In mancanza di un’adeguata istruzione affettiva, aumentano i giovani che vivono relazioni dominate da un senso del possesso che sfocia in violenze e sopraffazioni. Changes ne ha parlato con Mario Puiatti, presidente dell’Associazione Italiana per l’Educazione Demografica.

L’Obiettivo 3 dell’Agenda delle Nazioni Unite per il 2030 chiede di «garantire l’accesso universale ai servizi di assistenza sanitaria sessuale e riproduttiva, inclusa la pianificazione familiare, l’informazione, l’educazione e l’integrazione della salute riproduttiva nelle strategie e nei programmi nazionali». Eppure, spiega il presidente dell’Associazione Italiana per l’Educazione Demografica (AIED), Mario Puiatti, tuttora l’Italia è una delle pochissime nazioni in Europa – insieme a Cipro, Bulgaria, Polonia, Romania e Lituania – dove una formazione minima di ordine affettivo e sessuale non solo non è obbligatoria, ma a volte neppure prevista. Mentre, giusto per fare un confronto, chiarisce l’esperto, «in Svezia questa formazione è stata introdotta nel 1955».

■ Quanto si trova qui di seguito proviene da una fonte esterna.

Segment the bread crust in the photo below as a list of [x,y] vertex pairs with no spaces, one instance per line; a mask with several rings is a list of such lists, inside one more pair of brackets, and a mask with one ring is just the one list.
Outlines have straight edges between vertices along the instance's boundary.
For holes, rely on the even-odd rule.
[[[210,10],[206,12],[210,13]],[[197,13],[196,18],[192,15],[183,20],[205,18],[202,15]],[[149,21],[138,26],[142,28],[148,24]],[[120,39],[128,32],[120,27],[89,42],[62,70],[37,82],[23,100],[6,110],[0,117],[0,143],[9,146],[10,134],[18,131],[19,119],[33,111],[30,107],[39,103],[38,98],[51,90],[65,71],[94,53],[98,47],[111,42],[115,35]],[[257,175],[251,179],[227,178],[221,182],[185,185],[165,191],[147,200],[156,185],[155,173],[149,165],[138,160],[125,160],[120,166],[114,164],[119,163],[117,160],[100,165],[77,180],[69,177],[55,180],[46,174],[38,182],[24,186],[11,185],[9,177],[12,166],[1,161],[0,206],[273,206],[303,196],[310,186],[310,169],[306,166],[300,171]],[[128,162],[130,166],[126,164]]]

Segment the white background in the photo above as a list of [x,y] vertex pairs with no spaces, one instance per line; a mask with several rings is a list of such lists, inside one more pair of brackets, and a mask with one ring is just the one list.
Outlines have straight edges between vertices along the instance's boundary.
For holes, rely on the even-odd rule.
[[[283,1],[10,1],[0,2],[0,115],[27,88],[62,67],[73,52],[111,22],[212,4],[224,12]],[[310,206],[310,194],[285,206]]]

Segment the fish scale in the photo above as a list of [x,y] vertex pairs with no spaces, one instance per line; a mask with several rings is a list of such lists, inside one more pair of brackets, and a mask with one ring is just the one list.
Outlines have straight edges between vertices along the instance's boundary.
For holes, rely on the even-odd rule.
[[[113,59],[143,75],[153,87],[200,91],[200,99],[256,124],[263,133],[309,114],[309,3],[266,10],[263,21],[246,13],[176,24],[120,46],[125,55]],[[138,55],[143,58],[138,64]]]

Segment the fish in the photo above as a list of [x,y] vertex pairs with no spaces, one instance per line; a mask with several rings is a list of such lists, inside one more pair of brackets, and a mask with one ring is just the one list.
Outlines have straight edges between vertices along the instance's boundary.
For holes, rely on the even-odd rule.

Proprio per rimediare all’inadempienza italiana, «che priva gli studenti di un vero e proprio diritto e che in fondo discrimina, consentendo alle singole scuole di decidere se istruire i ragazzi o no», di recente Aiedha voluto riportare il tema del diritto all’educazione all’affettività e alla sessualità all’attenzione pubblica, ricordando che «un piano per adeguare al nostro sistema scolastico le linee guide europee esiste già dal 2015. Da allora, però è stato chiuso in un cassetto e praticamente dimenticato». Il che, lamenta Puiatti, si traduce in problemi sotto gli occhi di tutti: «Secondo la polizia postale, il 30% degli 11-12enni vede pornografia online, che costituisce la forma ormai prevalente di educazione sessuale». Questo uso improprio della pornografia però trasmette una visione distorta del sesso e del rapporto tra generi, con immagini non equilibrate, irrealistiche e spesso degradanti. «Ecco perché – riassume Puiatti – è importante che le linee guida vengano presto attuate per decisione del Ministero dell’istruzione: in mancanza di un’adeguata istruzione affettiva, molti giovani vivono relazioni o dominate da un senso del possesso che sfocia in violenze e sopraffazioni o da esibizionismo e comportamenti sessuali sfrenati in cui manca la reale consapevolezza di ciò che si sta facendo».

Informare già dall’asilo

Per riequilibrare la situazione, secondo AIED, la prima cosa da fare è educare all’affettività e alla sessualità già dai primissimi anni. «Un’educazione adeguata all’età non solo ritarda l’età del primo rapporto sessuale, riduce i comportamenti sessuali a rischio ed è essenziale per prevenire la violenza di genere e la discriminazione, ma soprattutto pone le base per la formazione di una personalità solida» chiariscono gli esperti. Basti pensare che è a partire dai 3 anni che si impara ad amare (o no) il proprio corpo e le proprie emozioni, dai 4 che si inizia a rispettare il proprio genere, da 6 che si comprende che il sesso accettabile deve essere o paritario, consensuale e caratterizzato dal rispetto di sé.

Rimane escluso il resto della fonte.